What I next remember was standing bewildered on the deck, amidst a crowd of soldiers, many of whom wore bright steel armour, and who exercised on the heaving planks well-nigh as steadily as on dry ground. The deck was ablaze with pennons and scutcheons. Somewhere near, the noise of trumpets rose above the roar of the waves. The sun, as it struggled through the mist, flashed on the brass of guns, and the jewels of sword-hilts. The poop behind rose like a stately house, illumined with its swinging lanthorns. Now and again there flitted past me a long-robed priest, to whom all bowed, and after him boys with swaying censers. There was a neighing of horses amidships, and a tolling of bells in the forecastle. The great bellying sails glittered with painted dragons and eagles and sun-bursts. And the men who lined the crosstrees and crowded the tops shouted and answered in a tongue that was new to me. Above all, higher than the helmsman’s house or the standard on the poop, shone out a gilded cross, which looked over all the ship.

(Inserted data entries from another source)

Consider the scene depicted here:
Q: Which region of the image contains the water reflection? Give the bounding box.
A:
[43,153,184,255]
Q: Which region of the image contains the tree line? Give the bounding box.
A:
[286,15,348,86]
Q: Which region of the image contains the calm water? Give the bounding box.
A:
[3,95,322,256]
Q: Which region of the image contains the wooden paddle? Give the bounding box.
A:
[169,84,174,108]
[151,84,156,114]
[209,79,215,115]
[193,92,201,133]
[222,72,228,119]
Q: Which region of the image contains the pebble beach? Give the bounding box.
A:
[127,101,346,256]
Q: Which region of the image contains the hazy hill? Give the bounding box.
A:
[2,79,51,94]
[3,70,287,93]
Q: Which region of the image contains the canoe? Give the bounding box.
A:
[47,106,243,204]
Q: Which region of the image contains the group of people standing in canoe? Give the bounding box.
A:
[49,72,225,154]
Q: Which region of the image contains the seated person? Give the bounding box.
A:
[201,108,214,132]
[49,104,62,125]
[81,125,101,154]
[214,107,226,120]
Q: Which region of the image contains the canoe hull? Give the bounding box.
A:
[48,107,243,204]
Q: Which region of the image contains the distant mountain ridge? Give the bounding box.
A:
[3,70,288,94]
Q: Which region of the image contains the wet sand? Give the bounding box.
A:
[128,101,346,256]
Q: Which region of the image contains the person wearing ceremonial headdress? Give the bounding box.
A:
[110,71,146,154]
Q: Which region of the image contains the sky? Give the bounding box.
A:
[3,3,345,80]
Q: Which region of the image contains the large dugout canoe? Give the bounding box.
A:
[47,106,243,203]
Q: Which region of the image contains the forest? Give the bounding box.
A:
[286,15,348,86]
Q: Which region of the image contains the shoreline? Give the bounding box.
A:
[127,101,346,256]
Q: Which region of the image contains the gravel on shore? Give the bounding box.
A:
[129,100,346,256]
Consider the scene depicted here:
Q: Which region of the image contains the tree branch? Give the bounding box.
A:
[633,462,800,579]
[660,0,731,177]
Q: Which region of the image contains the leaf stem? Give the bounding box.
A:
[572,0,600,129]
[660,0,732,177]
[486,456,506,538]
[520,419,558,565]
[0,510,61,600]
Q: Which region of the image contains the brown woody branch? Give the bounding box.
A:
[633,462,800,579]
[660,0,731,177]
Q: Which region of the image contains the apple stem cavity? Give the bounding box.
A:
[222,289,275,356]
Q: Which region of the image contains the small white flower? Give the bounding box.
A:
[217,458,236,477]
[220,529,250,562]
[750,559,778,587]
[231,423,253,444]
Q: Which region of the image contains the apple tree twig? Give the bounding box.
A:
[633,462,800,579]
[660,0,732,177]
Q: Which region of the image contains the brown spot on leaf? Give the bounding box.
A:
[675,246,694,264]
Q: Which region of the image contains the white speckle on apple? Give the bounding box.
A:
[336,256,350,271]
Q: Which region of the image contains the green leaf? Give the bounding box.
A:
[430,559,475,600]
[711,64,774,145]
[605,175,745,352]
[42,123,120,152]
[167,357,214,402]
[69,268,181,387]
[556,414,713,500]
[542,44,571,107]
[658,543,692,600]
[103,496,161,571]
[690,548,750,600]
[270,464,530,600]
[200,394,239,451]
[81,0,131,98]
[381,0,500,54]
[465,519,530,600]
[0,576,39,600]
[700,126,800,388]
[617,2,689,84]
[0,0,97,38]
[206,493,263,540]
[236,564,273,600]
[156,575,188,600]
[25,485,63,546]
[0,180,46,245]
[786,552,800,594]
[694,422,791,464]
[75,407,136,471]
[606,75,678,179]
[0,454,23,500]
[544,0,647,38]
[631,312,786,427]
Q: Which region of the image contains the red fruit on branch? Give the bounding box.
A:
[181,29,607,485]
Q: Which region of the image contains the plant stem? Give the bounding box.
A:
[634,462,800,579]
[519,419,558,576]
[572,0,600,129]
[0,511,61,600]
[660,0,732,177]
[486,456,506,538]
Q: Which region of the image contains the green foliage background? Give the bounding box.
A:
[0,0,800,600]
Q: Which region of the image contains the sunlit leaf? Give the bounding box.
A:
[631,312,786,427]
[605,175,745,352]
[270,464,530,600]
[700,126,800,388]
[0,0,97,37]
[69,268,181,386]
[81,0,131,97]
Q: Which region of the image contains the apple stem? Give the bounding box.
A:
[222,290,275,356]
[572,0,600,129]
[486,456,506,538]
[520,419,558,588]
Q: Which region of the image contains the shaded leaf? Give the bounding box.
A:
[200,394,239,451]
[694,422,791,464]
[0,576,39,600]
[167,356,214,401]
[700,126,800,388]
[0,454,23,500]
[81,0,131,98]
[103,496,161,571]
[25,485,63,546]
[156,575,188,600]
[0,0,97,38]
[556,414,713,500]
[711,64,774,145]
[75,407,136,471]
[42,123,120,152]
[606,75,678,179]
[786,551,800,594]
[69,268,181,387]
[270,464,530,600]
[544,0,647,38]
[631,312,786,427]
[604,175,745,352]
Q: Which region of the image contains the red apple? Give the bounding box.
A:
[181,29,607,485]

Little wonder if, as I slowly looked round me and rubbed my eyes, I knew not where I was.

But Ludar, standing near me, steadying himself with the cordage, called me to myself.

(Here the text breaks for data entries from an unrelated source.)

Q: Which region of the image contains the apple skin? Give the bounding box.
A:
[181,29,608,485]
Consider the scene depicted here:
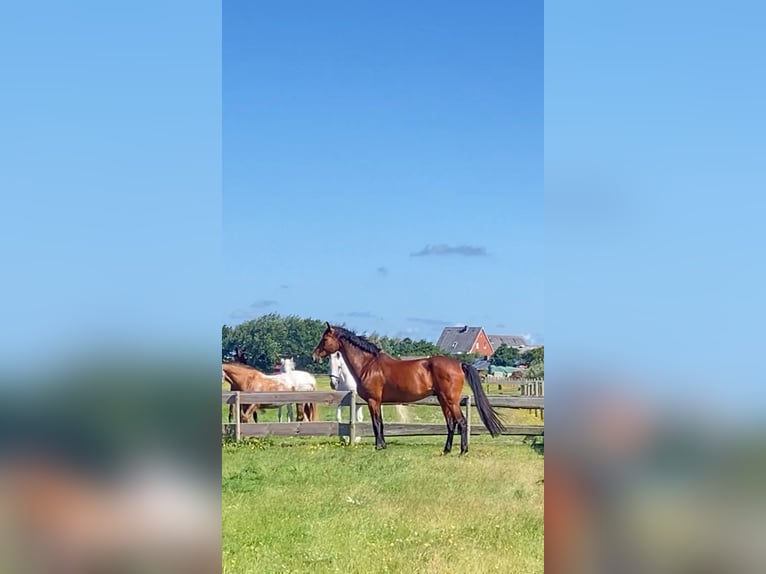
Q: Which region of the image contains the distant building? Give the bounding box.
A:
[488,335,529,352]
[436,326,494,357]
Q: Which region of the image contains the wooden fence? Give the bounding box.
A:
[222,391,544,443]
[483,375,545,420]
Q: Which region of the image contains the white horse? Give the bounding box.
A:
[330,351,364,423]
[274,358,317,421]
[330,351,409,422]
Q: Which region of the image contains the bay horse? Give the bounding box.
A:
[311,323,505,455]
[221,363,295,423]
[330,351,409,423]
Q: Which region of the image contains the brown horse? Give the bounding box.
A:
[312,323,505,454]
[224,347,317,422]
[221,363,300,423]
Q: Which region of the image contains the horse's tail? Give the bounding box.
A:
[460,363,505,436]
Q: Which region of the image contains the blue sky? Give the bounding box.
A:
[223,1,544,342]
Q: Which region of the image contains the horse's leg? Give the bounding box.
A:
[437,395,455,454]
[452,403,468,456]
[367,399,386,450]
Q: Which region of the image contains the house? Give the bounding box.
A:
[436,326,494,357]
[487,335,528,352]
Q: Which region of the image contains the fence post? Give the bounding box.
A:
[465,395,471,448]
[234,391,242,442]
[348,391,356,445]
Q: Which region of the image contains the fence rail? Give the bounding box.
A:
[222,391,544,443]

“This must be a Spaniard,” said he, faintly.

“A Spaniard!” gasped I, “an enemy to our Queen and—”

“Look yonder,” said he, stopping me and pointing seaward, where the mist was lifting apace.

There I could discern, as far as my eyes could reach, a great curved line of vessels, many of them like that on which I stood; some larger and grander, some smaller and propelled by oars; all with flags flying and signals waving, and their course pointed all one way.

Not even I, landsman as I was, could mistake what I saw. This could be naught else but the great fleet of the Spanish King, of whose coming we had heard rumours for a year past, but in which I for one had not really believed till thus suddenly I found myself standing on the deck of one of its greatest galleons.

In the horror of the discovery, my first impulse was to fling myself back into the waves from which I had been saved; my second was to seize my sword and fly at the first man I saw, and so die for my country then and there.

But, alas! I was too weak to do either. When I took a step it was to fall in a heap on the deck, faint with hunger, wrath, and shame.